Do a diagnostic. You need to know:

  • Is this just a couple of instances, or lots of them throughout the work?
  • How serious are the errors – a minor niggle, or getting in the way of your ideas being understood?
  • Is it one or two things repeated, or a broader range of issues?
  • What are the issues exactly, and what grammatical terms would you need to look up?
  • You could talk to your marker, personal tutor, peer mentor, grammatically-inclined friend or make an appointment with an Academic Skills Team tutor.
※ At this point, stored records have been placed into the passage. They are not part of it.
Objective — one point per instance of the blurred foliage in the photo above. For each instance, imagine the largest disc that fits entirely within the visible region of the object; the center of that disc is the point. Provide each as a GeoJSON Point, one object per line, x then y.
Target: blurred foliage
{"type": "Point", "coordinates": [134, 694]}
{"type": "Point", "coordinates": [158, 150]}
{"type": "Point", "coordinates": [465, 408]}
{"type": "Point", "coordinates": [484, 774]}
 Identify the issue. As a native speaker, we’re usually dealing with a small handful of issues. It’s probably:

  • Punctuation: apostrophes, commas, colons and semicolons
  • Sentence structure: run-on sentences (two whole sentences linked by only a comma, instead of separated with a full stop) or fragment sentences (a phrase that isn’t complete enough to be a sentence in its own right, as it doesn’t have a finite verb)
  • Ambiguous use of pronouns (what does ‘it’ or ‘they’ refer to? Could be more than one thing)
  • Lack of agreement between parts of sentences (usually subject and verb) – can happen in overly long and complicated sentences where you lose track.

Next steps

  • Once you’ve identified the issue and the grammar terminology used to refer to it, look it up in a grammar book or online grammar resource. You don’t need to read the whole thing, just target the one or two areas you need. If one explanation doesn’t make sense to you, find a different resource which explains it in a way which makes more sense to you.
  • Make your learning active – don’t just read a grammar resource, see if you can recite the grammar rule from memory, or explain it back to yourself in your own words. Repeat this process at intervals over a period of time.
  • You could do any tests that come with grammar books or online resources, but you could also:
  • Make sure you pay attention when you’re reading academic books or journal articles to watch out for that grammar point
  • When you’re writing, make sure you deliberately check for that point after each paragraph as you go, or at the very end of the writing process.